Against the backdrop of the ongoing invasion in Ukraine, the European Union on Wednesday announced the sixth package of sanctions against Moscow. According to European Commission president, Ursula von der Leyen, the new package stipulates four types of sanctions that have to do with deswifting three Russian banks, including Sberbank, which cover a third of Moscow’s financial dealings. An additional number of high ranking Russian officials and military involved in the massacre in Bucha will also be the target of sanctions. The EU has also banned the broadcast of three Russian channels spreading disinformation across European space, while European lobbying and consultancy companies will no longer be allowed to work for the Kremlin. The most important measure has to do with banning imports of Russian oil. President Von der Leyen warned this will not be easy for Europe, all the more so as some member states are fully reliant on Russian pol. Which is why the package provides for a period of transition for these countries.

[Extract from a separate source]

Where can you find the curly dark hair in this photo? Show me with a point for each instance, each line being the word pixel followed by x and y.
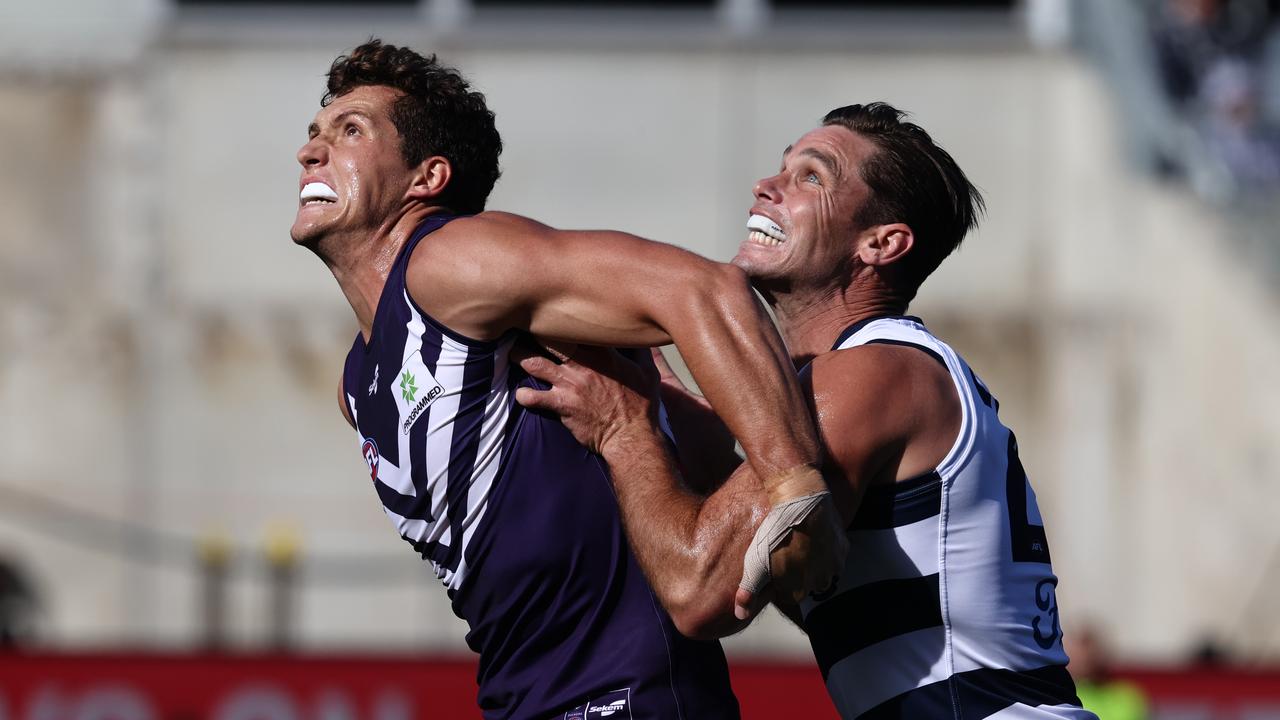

„Putin must pay a high price for his brutal aggression. Thus, the future of the European Union is also written in Ukraine. We now propose a ban on Russian oil. This will be a complete import ban on all Russian oil, seaborne and pipeline, crude and refined. We will make sure that we phase out Russian oil in an orderly fashion, in a way that allows us and our partners to secure alternative supply routes and minimises the impact on global markets. This is why we will phase out Russian supply of crude oil within six months and refined products by the end of the year.”
According to Reuters, Hungary, Slovakia, the Czech Republic and Bulgaria have expressed concern regarding the embargo on Russian oil. The Czech Republic and Slovakia have asked for a several-year period of exemption allowing them to increase their oil transport capacity, while Hungary announced it opposes the Commission’s proposition, saying it might seriously affect its energy security. In turn, Bulgaria announced it would ask the Commission to apply certain exemptions in its case regarding the embargo on Russian oil. Conversely, Germany has agreed to the proposition, warning however that such an embargo could create difficulties in fuel supply chains, as well as an increase in fuel prices. Romania’s Energy Minister, Virgil Popescu, expressed solidarity the Commission’s decision, saying Romania imports 70% of its oil demand, of which only 30% is imported from Russia.